Configure a data export to BigQuery in a self-managed Google Cloud project

During onboarding, your Google SecOps representative helps you connect your Google SecOps instance to a Google-owned project. Google sets up permissions in the project to grant access to the Google SecOps APIs so that Google SecOps can read and write data to the BigQuery instance that is enabled in the Google-owned project.

You no longer need a Google SecOps project that is provided by Google. You can now use a project that is owned and managed by you so that you have complete control over the data that is stored in the project. As this project is not owned by Google, you can set up IAM permissions on your own without depending on Google to do it for you. This change applies to both new and existing customers.

Google SecOps exports the following categories of data to your BigQuery project:

  • udm_events: data about UDM events.
  • udm_events_aggregates: aggregated data that is summarized by each hour of normalized events.
  • entity_graph: data about UDM entities.
  • rule_detections: detections that are returned by rules run in Google SecOps.
  • ioc_matches: IOC matches that are found against UDM events.

Retention period

If you are an existing customer and you enable this feature, the BigQuery data that has been exported to your Google-managed project stays in the respective project for the specified retention period.

The retention period begins from the date of the earliest data export:

  • If old project data exists: The retention period starts from the earliest export date in the old project.
  • If old project data is deleted: The retention period starts from the earliest export date in the new project.

By default, your data is automatically deleted after the default retention period as per the contract with Google SecOps is over. Google SecOps deletes the data between 0 and 12 hours after the retention period expires. If you want to keep your data for longer, contact your Google SecOps representative to set up infinite retention. Infinite retention means that Google does not clean up your data. Your data is stored in your project until you decide to delete it.

If you are an existing customer, your data from the existing Google-managed project is not migrated to the self-managed project. Because data isn't migrated, your data is located in two separate projects. To query the data across a time range that includes the self-managed project activation date, you need to complete one of the following actions:

  • Use a single query that joins data across both projects.
  • Run two separate queries on the respective projects, one for data before the self-managed project activation date and one for data after. When the retention period for your Google-managed project expires, that data is deleted. You can only query data that is within your Google Cloud project after that point.

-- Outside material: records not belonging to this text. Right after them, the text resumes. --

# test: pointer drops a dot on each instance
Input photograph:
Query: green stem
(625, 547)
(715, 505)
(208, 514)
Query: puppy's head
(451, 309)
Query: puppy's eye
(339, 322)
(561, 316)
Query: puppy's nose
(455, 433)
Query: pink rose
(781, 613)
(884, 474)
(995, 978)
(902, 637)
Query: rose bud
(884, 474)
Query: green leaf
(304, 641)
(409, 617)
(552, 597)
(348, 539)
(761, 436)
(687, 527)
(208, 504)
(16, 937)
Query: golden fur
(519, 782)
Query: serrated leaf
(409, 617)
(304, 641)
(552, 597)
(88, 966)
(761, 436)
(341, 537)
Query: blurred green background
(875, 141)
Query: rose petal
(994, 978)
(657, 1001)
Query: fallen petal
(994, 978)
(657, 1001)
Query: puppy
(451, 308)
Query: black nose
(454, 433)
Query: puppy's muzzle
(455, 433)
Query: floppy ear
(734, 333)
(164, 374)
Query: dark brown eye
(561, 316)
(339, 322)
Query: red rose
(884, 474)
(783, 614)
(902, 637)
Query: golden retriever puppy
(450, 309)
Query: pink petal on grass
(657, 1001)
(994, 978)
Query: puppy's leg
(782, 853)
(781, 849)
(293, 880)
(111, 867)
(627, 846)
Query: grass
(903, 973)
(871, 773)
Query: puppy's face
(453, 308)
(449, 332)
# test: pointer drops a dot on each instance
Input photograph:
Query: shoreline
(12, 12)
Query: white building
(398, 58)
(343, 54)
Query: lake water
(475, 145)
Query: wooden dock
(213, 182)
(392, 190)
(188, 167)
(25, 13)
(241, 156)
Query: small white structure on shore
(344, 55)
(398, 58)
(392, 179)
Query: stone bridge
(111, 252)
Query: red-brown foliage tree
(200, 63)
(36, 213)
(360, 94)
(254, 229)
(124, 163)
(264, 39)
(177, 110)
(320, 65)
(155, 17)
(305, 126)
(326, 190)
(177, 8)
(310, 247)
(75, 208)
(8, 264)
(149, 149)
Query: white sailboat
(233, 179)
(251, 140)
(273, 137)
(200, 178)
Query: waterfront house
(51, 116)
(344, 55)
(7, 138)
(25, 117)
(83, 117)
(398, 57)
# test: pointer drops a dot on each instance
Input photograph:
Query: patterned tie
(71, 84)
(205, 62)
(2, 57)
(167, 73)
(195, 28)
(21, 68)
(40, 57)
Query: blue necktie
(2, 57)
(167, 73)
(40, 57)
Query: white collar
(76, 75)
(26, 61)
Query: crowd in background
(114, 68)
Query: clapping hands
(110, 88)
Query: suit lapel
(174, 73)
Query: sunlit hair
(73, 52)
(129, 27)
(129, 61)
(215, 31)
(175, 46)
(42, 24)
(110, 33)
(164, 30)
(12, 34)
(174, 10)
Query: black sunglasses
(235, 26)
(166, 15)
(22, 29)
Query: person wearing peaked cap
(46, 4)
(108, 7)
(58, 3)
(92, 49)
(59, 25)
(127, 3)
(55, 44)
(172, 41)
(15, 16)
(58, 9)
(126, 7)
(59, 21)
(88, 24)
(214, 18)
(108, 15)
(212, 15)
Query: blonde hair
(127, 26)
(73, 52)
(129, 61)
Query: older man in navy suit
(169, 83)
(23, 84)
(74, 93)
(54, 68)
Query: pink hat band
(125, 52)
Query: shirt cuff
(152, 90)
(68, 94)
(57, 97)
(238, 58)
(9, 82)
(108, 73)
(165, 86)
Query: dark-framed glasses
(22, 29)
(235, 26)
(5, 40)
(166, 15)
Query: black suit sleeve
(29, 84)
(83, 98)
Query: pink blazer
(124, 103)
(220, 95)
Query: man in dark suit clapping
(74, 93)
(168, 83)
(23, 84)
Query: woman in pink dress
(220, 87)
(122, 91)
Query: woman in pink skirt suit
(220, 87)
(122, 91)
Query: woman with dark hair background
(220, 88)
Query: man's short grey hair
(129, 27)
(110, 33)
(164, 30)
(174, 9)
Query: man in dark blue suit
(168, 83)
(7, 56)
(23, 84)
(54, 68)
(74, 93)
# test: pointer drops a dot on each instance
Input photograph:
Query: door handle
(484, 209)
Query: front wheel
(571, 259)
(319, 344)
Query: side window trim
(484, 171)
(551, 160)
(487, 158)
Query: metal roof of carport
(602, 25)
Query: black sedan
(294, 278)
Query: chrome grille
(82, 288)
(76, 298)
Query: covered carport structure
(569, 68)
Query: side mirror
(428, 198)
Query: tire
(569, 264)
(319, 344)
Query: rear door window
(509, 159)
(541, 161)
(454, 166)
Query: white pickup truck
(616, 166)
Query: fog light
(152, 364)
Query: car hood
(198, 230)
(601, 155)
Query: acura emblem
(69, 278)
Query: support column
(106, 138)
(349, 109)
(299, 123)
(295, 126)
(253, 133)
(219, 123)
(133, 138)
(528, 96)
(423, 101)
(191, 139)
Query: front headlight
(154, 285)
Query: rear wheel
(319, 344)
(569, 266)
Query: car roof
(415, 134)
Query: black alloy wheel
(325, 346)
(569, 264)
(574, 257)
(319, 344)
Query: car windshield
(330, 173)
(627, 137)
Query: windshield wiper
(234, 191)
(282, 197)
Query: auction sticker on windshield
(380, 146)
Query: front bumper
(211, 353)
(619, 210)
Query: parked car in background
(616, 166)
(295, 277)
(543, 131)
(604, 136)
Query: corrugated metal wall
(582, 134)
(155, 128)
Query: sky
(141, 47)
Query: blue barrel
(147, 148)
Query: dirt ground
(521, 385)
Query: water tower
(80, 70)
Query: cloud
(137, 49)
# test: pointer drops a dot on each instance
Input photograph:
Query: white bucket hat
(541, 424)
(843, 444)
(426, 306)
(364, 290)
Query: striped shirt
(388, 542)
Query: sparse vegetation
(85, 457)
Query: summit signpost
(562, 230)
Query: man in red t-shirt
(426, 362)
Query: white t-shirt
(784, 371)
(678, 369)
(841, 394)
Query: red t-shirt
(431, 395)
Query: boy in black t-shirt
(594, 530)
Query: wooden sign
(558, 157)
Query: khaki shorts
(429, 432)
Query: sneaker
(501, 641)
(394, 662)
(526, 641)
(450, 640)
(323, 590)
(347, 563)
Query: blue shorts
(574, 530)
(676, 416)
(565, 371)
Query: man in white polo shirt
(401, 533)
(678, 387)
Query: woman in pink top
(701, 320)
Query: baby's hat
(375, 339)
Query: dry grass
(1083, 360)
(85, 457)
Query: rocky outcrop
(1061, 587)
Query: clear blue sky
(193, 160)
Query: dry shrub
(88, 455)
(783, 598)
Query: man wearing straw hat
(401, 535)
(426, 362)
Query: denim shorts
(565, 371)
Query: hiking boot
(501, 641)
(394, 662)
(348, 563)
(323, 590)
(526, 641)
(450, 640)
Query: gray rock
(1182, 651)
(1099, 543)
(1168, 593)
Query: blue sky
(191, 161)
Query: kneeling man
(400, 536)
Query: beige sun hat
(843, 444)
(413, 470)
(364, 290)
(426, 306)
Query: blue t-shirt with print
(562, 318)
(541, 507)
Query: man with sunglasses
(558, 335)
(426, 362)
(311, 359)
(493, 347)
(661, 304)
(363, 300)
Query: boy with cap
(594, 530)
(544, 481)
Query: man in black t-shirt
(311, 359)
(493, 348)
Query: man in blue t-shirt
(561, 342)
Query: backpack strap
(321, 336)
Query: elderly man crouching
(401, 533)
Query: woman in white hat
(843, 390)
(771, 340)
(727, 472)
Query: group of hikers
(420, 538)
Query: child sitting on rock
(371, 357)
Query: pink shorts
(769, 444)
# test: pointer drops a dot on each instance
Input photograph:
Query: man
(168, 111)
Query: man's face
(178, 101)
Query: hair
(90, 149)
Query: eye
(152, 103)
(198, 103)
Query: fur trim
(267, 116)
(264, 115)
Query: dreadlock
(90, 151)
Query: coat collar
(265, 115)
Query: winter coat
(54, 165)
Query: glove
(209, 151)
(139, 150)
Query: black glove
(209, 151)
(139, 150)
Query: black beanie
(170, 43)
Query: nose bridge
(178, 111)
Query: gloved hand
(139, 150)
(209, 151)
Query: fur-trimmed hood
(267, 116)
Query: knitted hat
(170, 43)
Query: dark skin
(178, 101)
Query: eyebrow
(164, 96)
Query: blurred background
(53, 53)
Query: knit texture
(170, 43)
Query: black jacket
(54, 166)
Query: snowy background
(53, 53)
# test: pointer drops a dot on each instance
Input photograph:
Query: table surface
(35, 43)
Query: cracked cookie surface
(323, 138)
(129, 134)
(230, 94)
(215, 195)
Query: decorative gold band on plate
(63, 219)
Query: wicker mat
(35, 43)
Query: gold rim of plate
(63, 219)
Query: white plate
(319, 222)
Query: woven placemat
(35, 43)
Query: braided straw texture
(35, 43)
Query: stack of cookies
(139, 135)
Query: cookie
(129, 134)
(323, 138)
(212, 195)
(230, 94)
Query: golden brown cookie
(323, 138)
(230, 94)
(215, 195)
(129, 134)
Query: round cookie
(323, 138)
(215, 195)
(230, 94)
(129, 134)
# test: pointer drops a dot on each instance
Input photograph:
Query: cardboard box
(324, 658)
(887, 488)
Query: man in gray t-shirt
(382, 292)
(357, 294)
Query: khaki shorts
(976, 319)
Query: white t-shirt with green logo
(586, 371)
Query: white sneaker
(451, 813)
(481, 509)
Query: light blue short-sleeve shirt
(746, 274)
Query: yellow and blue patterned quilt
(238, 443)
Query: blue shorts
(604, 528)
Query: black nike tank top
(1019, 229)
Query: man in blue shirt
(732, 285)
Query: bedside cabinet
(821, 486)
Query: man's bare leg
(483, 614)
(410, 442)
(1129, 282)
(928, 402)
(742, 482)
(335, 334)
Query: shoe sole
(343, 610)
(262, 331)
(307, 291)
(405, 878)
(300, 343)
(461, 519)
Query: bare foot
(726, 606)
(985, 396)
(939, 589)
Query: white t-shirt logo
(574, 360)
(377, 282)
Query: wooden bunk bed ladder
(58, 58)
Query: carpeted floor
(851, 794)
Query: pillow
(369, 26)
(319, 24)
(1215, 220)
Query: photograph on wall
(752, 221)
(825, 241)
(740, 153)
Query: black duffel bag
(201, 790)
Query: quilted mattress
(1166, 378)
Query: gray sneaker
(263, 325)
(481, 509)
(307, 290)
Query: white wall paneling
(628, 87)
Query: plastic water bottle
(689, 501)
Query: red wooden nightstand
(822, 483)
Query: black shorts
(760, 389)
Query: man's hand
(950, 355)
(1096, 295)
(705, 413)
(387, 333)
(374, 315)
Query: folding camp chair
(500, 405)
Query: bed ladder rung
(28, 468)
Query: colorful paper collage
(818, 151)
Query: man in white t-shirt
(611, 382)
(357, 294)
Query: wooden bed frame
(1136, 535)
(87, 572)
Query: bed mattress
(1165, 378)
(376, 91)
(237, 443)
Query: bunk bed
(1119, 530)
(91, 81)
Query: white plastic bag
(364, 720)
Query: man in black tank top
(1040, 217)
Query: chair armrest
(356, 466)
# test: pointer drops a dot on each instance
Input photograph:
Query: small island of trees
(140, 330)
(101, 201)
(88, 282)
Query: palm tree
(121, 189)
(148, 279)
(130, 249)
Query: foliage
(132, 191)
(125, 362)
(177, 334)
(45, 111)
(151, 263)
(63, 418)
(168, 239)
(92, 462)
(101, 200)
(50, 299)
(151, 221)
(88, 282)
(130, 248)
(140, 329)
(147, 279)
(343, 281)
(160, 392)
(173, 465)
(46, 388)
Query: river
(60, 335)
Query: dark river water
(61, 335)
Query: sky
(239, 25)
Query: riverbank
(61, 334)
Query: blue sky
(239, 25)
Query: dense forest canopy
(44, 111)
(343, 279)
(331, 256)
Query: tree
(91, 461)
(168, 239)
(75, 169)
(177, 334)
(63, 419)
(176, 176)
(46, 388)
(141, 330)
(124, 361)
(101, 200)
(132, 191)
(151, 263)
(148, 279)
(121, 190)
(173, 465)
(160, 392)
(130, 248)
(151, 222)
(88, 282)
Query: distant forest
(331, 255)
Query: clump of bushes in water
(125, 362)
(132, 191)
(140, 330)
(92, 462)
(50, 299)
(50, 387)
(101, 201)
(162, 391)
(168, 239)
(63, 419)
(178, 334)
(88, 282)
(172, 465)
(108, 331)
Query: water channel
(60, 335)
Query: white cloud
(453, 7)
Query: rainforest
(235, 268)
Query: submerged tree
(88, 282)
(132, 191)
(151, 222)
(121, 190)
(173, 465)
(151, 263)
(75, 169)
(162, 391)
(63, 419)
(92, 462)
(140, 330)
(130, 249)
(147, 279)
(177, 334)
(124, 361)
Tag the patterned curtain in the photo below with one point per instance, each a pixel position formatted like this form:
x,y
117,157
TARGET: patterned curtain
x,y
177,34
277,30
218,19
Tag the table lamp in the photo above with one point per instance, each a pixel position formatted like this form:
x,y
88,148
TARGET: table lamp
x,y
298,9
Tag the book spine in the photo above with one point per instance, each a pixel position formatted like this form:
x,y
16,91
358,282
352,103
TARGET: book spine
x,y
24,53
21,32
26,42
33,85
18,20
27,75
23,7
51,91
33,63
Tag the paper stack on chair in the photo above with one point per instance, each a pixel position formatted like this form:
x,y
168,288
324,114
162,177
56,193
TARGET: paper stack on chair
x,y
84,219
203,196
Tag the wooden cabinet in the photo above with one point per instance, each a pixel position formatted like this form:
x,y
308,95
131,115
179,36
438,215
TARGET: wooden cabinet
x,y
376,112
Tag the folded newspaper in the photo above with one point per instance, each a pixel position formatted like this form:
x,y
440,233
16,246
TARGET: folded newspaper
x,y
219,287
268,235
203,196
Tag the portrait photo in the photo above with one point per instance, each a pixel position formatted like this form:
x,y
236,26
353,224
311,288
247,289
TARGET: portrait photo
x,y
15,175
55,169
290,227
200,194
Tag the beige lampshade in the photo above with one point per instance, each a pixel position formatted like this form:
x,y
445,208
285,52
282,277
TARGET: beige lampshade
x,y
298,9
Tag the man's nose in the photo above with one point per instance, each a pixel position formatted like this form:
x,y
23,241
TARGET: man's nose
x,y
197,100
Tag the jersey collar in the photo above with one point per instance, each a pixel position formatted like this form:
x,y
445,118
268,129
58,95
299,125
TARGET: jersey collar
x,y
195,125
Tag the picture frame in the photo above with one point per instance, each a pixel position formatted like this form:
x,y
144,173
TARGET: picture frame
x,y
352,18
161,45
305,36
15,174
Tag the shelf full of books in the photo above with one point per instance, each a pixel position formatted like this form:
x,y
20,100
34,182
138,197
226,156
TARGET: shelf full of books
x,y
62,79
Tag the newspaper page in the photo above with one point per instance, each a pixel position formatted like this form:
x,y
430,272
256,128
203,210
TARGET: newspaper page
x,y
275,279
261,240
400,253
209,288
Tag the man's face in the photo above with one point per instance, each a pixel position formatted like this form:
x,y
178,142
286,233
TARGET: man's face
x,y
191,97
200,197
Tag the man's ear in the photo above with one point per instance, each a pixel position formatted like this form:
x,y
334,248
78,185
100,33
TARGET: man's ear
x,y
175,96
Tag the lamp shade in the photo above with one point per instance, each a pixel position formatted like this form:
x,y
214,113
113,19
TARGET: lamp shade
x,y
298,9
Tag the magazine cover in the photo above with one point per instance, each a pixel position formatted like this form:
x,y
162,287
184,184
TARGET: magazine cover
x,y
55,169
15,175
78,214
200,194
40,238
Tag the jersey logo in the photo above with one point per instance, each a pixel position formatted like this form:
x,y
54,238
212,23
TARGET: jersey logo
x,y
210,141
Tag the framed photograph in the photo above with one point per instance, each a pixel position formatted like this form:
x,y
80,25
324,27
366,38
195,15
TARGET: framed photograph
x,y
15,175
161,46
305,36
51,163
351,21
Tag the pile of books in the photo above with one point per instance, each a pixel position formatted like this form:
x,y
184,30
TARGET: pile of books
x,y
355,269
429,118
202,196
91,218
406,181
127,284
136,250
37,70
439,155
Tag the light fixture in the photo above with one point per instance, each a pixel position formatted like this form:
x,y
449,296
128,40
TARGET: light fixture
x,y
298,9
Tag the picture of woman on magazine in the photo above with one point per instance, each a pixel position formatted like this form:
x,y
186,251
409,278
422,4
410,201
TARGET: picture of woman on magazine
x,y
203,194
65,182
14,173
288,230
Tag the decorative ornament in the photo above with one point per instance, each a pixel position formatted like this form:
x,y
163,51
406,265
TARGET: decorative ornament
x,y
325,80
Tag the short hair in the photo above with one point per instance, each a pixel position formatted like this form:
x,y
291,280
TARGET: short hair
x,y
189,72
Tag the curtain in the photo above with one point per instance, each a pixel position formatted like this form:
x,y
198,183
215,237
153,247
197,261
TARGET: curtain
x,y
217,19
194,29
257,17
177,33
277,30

Permissions required to export data

To access your BigQuery data, run your queries within BigQuery itself. Assign the following IAM roles to any user that needs access:

Initiate BigQuery data export to your self-managed project

  1. Create a Google Cloud project where you want your data to be exported. For more information, see Configure a Google Cloud project for Google SecOps.

  2. Contact your Google SecOps representative to enable the export and help you select categories of data to export.

  3. Link your self-managed project to your Google SecOps instance to establish a connection between Google SecOps and your self-managed project. For more information, see Link Google Security Operations to Google Cloud services. After the Google SecOps representative enables the export for the data that you have selected, the data export process begins.

  4. To validate that the data is exported to your self-managed project, check the tables under the datalake dataset in BigQuery.

You can write ad-hoc queries against Google SecOps data stored in BigQuery tables. You can also create more advanced analytics using other third-party tools that integrate with BigQuery.

All the resources created in the your self-managed Google Cloud project to enable exports including Cloud Storage bucket and BigQuery tables are in the same region as Google SecOps.

If you get an error like Unrecognized name: <field_name> at [<some_number>:<some_number>] when querying BigQuery, it means the field you are trying to access is not in your dataset. This error happens because your schema is dynamically generated during the export process.